Efficient Cloud-edge Collaborative Approaches to SPARQL Queries over Large RDF graphs

With the increasing use of RDF graphs, storing and querying such data using SPARQL remains a critical problem. Current mainstream solutions rely on cloud-based data management architectures, but often suffer from performance bottlenecks in environments with limited bandwidth or high system load. To address this issue, this paper explores for the first time the integration of edge computing to move graph data storage and processing to edge environments, thereby improving query performance. This approach requires offloading query processing to edge servers, which involves addressing two challenges: data localization and network scheduling. First, the data localization challenge lies in computing the subgraphs maintained on edge servers to quickly identify the servers that can handle specific queries. To address this challenge, we introduce a new concept of pattern-induced subgraphs. Second, the network scheduling challenge involves efficiently assigning queries to edge and cloud servers to optimize overall system performance. We tackle this by constructing a overall system model that jointly captures data distribution, query characteristics, network communication, and computational resources. Accordingly, we further propose a joint formulation of query assignment and computational resource allocation, modeling it as a Mixed Integer Nonlinear Programming (MINLP) problem and solve this problem using a modified branch-and-bound algorithm. Experimental results on real datasets under a real cloud platform demonstrate that our proposed method outperforms the state-of-the-art baseline methods in terms of efficiency.
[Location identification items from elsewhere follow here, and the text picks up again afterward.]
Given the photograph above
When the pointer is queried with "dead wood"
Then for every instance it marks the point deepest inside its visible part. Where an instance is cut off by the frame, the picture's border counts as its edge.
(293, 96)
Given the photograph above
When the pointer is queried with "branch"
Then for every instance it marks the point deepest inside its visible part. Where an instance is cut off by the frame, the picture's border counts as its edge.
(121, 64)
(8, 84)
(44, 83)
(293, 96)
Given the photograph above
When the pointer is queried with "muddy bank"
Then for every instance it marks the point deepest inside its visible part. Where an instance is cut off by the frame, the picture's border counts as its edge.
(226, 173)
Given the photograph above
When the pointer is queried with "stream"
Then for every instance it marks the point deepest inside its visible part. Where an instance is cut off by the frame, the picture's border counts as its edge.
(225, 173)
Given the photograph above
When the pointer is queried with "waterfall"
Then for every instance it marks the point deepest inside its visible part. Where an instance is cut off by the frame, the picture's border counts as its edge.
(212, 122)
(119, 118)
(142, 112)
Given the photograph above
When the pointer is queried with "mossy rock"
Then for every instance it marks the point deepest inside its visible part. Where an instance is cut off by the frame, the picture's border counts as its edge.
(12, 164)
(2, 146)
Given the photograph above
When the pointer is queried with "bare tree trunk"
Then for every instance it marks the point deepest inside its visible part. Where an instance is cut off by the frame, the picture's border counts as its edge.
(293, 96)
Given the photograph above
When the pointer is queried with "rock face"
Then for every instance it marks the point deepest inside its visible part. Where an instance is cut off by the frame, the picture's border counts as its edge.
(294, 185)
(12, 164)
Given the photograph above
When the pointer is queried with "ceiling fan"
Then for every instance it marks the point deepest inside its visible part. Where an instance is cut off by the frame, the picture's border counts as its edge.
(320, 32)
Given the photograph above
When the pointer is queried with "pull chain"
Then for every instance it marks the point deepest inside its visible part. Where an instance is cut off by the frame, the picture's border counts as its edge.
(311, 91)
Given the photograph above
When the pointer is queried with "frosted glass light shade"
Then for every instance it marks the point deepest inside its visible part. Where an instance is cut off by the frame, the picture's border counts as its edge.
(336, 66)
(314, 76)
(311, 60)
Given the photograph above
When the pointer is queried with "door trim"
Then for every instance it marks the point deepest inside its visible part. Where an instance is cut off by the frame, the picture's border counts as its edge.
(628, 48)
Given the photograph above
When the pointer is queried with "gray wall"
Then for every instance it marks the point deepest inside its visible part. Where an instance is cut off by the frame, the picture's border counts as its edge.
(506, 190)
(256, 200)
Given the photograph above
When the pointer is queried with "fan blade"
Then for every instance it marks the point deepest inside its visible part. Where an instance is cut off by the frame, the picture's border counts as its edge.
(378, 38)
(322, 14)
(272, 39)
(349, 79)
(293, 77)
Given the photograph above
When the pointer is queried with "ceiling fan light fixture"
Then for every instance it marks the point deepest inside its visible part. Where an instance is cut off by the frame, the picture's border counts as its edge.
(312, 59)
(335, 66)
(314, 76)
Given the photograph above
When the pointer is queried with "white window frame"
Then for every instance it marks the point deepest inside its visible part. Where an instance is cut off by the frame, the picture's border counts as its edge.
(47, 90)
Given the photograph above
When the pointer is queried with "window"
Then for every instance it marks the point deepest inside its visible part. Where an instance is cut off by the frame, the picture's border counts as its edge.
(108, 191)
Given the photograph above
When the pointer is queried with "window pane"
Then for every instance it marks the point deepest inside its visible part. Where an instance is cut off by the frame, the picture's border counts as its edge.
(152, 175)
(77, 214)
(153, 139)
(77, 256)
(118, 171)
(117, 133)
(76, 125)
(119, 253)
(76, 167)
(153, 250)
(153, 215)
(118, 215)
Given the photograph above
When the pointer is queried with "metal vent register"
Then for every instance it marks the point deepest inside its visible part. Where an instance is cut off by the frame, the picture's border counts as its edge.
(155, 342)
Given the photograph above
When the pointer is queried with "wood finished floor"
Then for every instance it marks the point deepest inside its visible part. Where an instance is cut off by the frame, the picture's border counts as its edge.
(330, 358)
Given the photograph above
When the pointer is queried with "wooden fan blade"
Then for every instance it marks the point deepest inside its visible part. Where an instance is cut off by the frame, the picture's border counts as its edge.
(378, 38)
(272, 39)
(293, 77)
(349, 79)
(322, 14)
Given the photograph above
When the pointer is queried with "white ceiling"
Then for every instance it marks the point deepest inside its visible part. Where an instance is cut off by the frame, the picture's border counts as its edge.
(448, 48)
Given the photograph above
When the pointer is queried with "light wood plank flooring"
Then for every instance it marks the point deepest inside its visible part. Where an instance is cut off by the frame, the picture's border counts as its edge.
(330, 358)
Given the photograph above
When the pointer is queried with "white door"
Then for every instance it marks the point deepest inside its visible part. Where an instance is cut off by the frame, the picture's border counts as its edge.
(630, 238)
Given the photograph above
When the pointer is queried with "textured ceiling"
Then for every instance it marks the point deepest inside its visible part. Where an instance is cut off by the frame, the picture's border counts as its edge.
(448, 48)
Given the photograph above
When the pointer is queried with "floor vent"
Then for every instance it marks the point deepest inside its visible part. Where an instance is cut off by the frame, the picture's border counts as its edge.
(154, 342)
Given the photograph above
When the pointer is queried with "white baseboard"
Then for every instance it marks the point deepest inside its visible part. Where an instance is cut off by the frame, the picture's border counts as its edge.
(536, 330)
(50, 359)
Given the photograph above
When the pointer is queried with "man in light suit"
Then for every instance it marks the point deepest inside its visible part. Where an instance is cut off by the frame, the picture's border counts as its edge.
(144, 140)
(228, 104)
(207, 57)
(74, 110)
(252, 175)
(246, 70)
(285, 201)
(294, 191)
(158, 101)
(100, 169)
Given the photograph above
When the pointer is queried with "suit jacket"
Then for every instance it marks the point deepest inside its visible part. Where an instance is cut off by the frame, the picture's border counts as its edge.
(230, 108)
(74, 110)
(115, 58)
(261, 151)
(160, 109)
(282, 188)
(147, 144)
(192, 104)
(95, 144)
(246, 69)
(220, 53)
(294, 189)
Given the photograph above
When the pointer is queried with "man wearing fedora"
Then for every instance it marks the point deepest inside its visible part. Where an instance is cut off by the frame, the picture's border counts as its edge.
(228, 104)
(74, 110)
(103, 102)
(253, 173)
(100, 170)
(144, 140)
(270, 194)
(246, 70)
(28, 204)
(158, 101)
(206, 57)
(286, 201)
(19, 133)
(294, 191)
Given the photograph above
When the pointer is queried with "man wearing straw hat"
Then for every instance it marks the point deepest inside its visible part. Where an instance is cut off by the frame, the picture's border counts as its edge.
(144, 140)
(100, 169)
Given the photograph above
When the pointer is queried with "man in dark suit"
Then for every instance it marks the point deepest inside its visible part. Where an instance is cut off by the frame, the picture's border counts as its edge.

The codes are available on GitHub

翻译：随着RDF图的日益广泛应用，基于SPARQL的数据存储与查询仍是关键难题。当前主流解决方案依赖云端数据管理架构，但在带宽受限或系统负载较高的环境中常面临性能瓶颈。为应对这一问题，本文首次探索通过边缘计算集成将图数据存储与处理迁移至边缘环境，从而提升查询性能。该方法需将查询处理卸载至边缘服务器，这涉及两个核心挑战：数据本地化与网络调度。首先，数据本地化挑战在于计算边缘服务器维护的子图，以快速识别能够处理特定查询的服务器。为此，我们引入了模式诱导子图的新概念。其次，网络调度挑战涉及如何高效地将查询分配至边缘与云端服务器以优化整体系统性能。我们通过构建一个统一系统模型来解决该问题，该模型同时涵盖数据分布、查询特征、网络通信与计算资源。基于此，我们进一步提出查询分配与计算资源分配的联合建模方案，将其表述为混合整数非线性规划问题，并采用改进的分支定界算法进行求解。在真实云平台环境下基于实际数据集的实验表明，所提方法在效率方面优于当前最先进的基准方法。相关代码已在GitHub开源。